I think one of the callings of the creative team in the church is to tell stories. The Bible is full of stories. We learn from stories, we’re encouraged by stories, we’re drawn into stories.
Here’s an example of a recent story we did.
We’re always looking for an opportunity to tell a story at COTM. Here are some guiding principles when we sit down with someone to tell their story.
1) Pre-production is huge. We always have a pre-interview over the phone and sometimes in person. It’s important that the person who’s going to be conducting the interview also do the pre-interview. This matters because it gets the interviewee relaxed and comfortable talking with the staff member who’s doing the interview and it gets them accustomed to telling their story, which is super useful when you go to shoot it.
In addition, it lets you know if you actually have a story. I can’t tell you how many times we’ve received a lead from someone in the church on a particular story only to sit down with them and find out their story isn’t that great or more often, they can’t speak well enough to deliver it. Don’t feel badly if you have to pull the plug on a story at ANY stage in its development. It’s part of the process and it happens to everybody.
2) Don’t have them rehearse some speech, actually “interview” them. One of our mistakes early on is that we really tried working with these people to be able to tell their story in big pieces rather than just interviewing them. This was a mistake. People have a hard enough time talking in front of a camera and trying to get them to share their story in chronological sequence only adds to that nervousness. It leads to awkward moments and the video comes off as forced and disingenuous.
I would recommend shooting the video interview style. Ask them pre scripted questions. Have the interviewer sit RIGHT BESIDE the camera so that the interviewee’s eye line is close to the camera but not looking directly into it, that just feels awkward. The only time we ever have anyone look into the camera is when we’re wanting to address the audience. Most of the time, that’s not the case with interviews.
3) Frame your questions to get at the heart of the issue. Ask them questions like: How did you feel when you were diagnosed with cancer? What was your life like before you met Christ? What was the breaking point that brought you to Christ? How did you feel after you gave your heart to Christ?
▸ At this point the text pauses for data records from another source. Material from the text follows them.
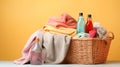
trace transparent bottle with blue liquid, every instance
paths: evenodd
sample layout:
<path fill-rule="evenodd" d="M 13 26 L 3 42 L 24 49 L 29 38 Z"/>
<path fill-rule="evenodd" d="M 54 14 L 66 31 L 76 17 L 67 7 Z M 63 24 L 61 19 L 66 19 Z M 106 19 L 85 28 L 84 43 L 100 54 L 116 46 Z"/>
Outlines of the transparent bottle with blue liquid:
<path fill-rule="evenodd" d="M 85 32 L 85 21 L 83 17 L 83 13 L 79 13 L 79 18 L 77 22 L 77 34 Z"/>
Many times details of the story are not as important as the emotions of the story. The audience wants to know how they felt, because many of them, at one point or another, have felt the exact same way. Look for the emotion.
Another trick to helping them frame their responses in a way that helps the audience understand what the heck is going on, is to have the interviewee repeat the question back when giving their answers. For example, answers to the questions above might look like this:
When I was diagnosed with cancer I was devastated. Life before Christ was an endless search for something I could never find. The breaking point in my life was… you get the idea.
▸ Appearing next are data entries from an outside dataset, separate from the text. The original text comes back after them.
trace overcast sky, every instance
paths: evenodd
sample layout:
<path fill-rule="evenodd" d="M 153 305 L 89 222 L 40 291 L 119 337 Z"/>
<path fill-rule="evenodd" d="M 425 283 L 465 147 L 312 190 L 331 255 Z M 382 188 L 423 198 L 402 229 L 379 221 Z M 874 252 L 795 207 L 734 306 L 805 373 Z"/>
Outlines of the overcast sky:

4) If possible shoot the interview with more than 1 camera. It’s always best to shoot the interview with at least 2 cameras. This will help you avoid having to use “white flashes” or jump cuts to go between pieces of their story. With only one camera you’re really limited in how you can piece their story together. If you only have one camera you could rent one for the days that you’re shooting. This is a pretty cheap way to get 2 cameras working.
In addition, really mind your framing. Study other videos for how much room they allow over the subjects head and mimic their style until it starts to make sense to you.
5) Shoot your B-Roll (this is the footage of interview done when they’re not talking) after the interview is over. Have them give you looks of happiness and looks of sadness. These will come in really handy in edit. We may shoot 2 hours of an interview to get enough footage for 3 minutes, that means we will cut their story up A LOT! So having B-Roll allows you to cover awkward edits. Some sentences are things we crafted in the edit. In the interview the original sentence may have been 30 seconds long, but we’ll cut out the parts that were unnecessary and focus it. B-Roll is essential to making this possible otherwise the footage just jumps around and looks really weird.
6) Begin with the story. Don’t try to edit in all the B-Roll and stuff right away. Just start by piecing the story together. Don’t worry about how it looks just listen to the story, you’ll clean it up later. Start with a long version of the story and then make it shorter and shorter. The goal of any creative project is not to add until their is nothing left to add, the goal is to cut until you can’t afford to cut any more, so try to arrive at a version where the only thing the audience sees and hears is what is essential.